Kirkus Reviews QR Code
THE WORLD’S FINEST MYSTERY AND CRIME STORIES by Ed Gorman

THE WORLD’S FINEST MYSTERY AND CRIME STORIES

Second Annual Collection

edited by Ed Gorman & Martin H. Greenberg

Pub Date: Dec. 1st, 2001
ISBN: 0-765-30029-X
Publisher: Forge

For their second installment of the series that began last year, veteran anthologists Gorman and Greenberg have pulled out all the stops in an ambitious attempt to produce the definitive yearbook of the short mystery. The 41 stories, all first published within the past year, are bookended by eight introductory essays surveying crime fiction in 2000 and Pete Hamill’s New Yorker salute to Ed McBain. The taboo against duplicate stories by the same authors has been lifted, allowing two apiece for the richly deserving Jan Burke, Mat Coward, Brendan DuBois, Edward D. Hoch, Clark Howard, and Kristine Kathryn Rusch.

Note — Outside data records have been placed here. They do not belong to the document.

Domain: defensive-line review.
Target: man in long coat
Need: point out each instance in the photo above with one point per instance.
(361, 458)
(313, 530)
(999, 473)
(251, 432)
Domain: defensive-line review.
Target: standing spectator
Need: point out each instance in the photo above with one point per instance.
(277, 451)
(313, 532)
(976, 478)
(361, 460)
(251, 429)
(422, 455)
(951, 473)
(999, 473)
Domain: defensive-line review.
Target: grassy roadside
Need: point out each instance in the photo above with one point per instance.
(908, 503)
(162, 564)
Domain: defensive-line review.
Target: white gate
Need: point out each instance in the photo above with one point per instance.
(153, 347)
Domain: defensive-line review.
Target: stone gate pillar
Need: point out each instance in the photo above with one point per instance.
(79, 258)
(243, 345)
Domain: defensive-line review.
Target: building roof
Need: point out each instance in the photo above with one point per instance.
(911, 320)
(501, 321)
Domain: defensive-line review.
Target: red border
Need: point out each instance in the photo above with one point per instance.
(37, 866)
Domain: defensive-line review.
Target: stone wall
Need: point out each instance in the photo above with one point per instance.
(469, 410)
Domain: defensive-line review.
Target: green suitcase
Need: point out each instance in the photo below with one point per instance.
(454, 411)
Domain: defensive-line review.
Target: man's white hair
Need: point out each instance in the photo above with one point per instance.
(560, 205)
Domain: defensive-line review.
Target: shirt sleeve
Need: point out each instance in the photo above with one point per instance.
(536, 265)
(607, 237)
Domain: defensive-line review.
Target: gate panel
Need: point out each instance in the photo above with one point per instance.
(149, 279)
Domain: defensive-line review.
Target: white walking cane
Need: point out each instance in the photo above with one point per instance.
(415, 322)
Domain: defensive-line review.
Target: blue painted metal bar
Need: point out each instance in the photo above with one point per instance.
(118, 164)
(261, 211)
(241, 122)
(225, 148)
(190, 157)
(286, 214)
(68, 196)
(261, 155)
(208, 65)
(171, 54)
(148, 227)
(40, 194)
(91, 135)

Unlike the rival Houghton Mifflin series, edited this year by Lawrence Block (p. 1164), which seeks out new voices on the genre’s cutting edge, Gorman and Greenberg keep generally within its conventional boundaries, and the contributors here (most of them, despite the title’s global aspirations, American or British) are an honor roll of familiar names: Doug Allyn, Robert Barnard, Joseph Hansen, Gillian Linscott, Stuart M. Kaminsky, Peter Lovesey, John Lutz, Ed McBain, Joyce Carol Oates, Nancy Pickard, Bill Pronzini, Peter Robinson, S.J. Rozan, Donald E. Westlake, and, yes, Lawrence Block. The stories range in quality from above average to superb; indeed the biggest mystery is how a single year could have produced a bumper crop of so many outstanding tales.

The only disappointment? Those introductory essays, most of them little more than graded lists of the year’s crime fiction from Canada, Australia, Germany, and the UK. How about skipping them next year and including one of editor Gorman’s peerless stories instead?